Era come se, dal punto di vista psicologico, Aida non avesse mai iniziato alcuna terapia.
Scoprire questo mi provocò, lo riconosco, un leggero sconcerto professionale.
Lo so che si suppone che, in qualità di loro terapeuta, ogni piccolo disastro nelle giornate dei miei pazienti debba in qualche modo scatenarmi lo stesso panico che scatena a loro; e io sono piuttosto bravo a far sembrare che sia così, naturalmente.
In questo senso, non mi sottraggo mai volontariamente all’empatia.
Ma diciamocela tutta: gli esseri umani sanno essere incredibilmente noiosi, soprattutto quando parlano di ciò che, a loro modo di vedere, li rende speciali.
Perciò sì, sono colpevole: mi capita di selezionare automaticamente, tra le storie che mi sfileranno nelle orecchie nell’arco della giornata, quelle alle quali presterò particolare attenzione.
Il commento di Luca mi aveva appena costretto a rivedere la posizione di Aida nella topten dei miei pazienti preferiti.
“Ho visto ‘Imago Mortis.’”
Non era vero; ma Luca mi aveva promesso di cercarlo, così l’avremmo visto insieme.
Aida mi sorrise stancamente; come se avesse tutt’altro a cui pensare, ma apprezzasse comunque il mio tentativo.
Ci mettemmo comodi, e la seduta si svolse più o meno come sempre; salvo che, questa volta, mi premurai di notare quanto il copione da lei messo in scena fosse ripetitivo.
Una specie di ossessione? Una coazione a ripetere?
Senza farmi notare, cercavo di controllare il suo modo di muovere le mani, e la direzione del suo sguardo, mentre parlava.
Alla fine della seduta, tentai una mossa azzardata.
“Mi piacerebbe molto conoscere Lelù.”
Lo dissi più che altro per introdurre un elemento di sorpresa in quello che mi pareva uno schema fossilizzato, per scuotere quella sua sicurezza, di sapere così bene cosa stesse accadendo tra lei e sua figlia.
Mi aspettavo una reazione fobica.
Se avevo interpretato correttamente i segnali, Aida riteneva di essere la sola persona adatta a stare accanto a Lelù. Nulla, nessun fallimento, avrebbe mai potuto convincerla della necessità di spezzare quel circolo vizioso, inserendo – Dio non voglia! – un terzo giocatore.
Si sarebbe messa in allarme e la sua difficoltà avrebbe assunto inevitabilmente una forma iperprotettiva – all’apparenza, di Lelù; in realtà, del territorio che loro due sole, fino a quel momento, avevano condiviso.
La buona notizia è che io sono un uomo. Fossi stato donna, non avrebbe perso tempo ad innescare una reazione psicologicamente tanto faticosa.

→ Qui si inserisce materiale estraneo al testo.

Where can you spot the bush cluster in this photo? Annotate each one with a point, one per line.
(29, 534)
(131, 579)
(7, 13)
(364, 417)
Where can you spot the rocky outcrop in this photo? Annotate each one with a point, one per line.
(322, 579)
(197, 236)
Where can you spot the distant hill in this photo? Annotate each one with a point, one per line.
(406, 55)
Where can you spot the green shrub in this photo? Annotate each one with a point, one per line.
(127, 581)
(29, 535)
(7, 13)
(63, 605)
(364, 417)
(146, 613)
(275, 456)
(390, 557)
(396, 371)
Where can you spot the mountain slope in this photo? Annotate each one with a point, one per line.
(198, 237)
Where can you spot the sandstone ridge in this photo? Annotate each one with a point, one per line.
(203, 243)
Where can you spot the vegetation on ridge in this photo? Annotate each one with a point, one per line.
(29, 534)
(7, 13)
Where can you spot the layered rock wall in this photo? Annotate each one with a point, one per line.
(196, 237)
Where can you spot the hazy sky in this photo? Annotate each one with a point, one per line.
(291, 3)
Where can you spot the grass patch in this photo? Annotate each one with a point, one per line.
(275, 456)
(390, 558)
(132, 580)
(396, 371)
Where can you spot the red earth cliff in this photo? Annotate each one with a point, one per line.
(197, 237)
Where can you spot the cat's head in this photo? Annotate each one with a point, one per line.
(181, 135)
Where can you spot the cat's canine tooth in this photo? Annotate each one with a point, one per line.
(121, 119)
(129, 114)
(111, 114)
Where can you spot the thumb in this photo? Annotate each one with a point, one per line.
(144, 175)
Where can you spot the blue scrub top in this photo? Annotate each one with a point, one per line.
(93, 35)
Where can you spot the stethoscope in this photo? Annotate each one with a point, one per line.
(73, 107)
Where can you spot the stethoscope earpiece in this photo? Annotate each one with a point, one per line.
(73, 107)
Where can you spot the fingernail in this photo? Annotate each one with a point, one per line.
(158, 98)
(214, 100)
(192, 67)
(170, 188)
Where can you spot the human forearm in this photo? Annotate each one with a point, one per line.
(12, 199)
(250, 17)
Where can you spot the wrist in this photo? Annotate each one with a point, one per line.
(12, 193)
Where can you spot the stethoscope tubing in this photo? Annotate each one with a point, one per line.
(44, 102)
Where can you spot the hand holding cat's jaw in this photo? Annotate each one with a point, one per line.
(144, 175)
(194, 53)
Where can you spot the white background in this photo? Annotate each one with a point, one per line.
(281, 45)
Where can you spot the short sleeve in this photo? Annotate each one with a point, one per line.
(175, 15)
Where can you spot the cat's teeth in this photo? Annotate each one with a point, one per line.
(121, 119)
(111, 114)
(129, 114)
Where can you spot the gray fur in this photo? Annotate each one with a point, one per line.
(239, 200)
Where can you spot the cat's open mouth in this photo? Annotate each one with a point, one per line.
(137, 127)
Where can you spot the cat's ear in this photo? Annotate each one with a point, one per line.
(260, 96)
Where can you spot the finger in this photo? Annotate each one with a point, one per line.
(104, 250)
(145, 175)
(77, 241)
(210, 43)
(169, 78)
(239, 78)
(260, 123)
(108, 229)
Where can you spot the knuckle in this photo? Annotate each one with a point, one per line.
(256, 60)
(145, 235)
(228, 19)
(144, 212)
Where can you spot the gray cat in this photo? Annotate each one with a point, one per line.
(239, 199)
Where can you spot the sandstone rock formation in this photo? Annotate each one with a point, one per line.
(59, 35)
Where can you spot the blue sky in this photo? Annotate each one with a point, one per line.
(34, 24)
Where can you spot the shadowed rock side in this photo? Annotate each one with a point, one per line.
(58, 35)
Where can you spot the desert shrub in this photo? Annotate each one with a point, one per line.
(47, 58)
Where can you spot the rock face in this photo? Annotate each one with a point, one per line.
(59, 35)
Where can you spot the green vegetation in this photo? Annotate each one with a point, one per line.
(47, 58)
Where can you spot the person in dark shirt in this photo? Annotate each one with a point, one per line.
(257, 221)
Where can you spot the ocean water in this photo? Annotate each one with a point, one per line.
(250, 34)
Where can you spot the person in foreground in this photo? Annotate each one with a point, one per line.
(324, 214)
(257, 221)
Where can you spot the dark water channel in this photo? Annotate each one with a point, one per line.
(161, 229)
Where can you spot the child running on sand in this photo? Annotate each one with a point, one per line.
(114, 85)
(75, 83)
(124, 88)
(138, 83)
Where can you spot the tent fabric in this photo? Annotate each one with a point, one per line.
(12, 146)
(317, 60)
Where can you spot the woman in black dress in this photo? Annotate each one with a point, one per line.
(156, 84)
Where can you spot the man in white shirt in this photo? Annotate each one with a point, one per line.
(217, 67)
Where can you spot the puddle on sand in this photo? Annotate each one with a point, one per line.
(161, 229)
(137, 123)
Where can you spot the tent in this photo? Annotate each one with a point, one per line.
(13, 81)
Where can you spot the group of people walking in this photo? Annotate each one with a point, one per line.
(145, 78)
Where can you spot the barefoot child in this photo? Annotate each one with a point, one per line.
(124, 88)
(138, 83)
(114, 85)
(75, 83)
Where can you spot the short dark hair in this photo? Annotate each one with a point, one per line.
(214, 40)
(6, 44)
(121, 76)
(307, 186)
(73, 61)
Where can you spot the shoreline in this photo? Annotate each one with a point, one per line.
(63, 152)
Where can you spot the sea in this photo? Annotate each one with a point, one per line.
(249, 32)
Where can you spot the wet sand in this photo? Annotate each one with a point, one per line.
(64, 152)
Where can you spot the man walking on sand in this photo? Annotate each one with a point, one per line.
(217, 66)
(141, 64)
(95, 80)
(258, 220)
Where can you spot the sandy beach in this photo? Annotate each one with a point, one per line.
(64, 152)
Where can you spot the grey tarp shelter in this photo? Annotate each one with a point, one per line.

Mi avrebbe semplicemente aperto la gola con il tagliacarte sulla scrivania, l’avrebbe ripulito dal sangue e dalle impronte, e sarebbe uscita di scena.
Non credo che quest’esperienza le avrebbe tolto il sonno. Semplicemente, da lì in avanti, ogniqualvolta un’altra madre avesse affermato, in sua presenza, di essere disposta a tutto pur di proteggere il proprio figlio, avrebbe sorriso e annuito, come chi sa.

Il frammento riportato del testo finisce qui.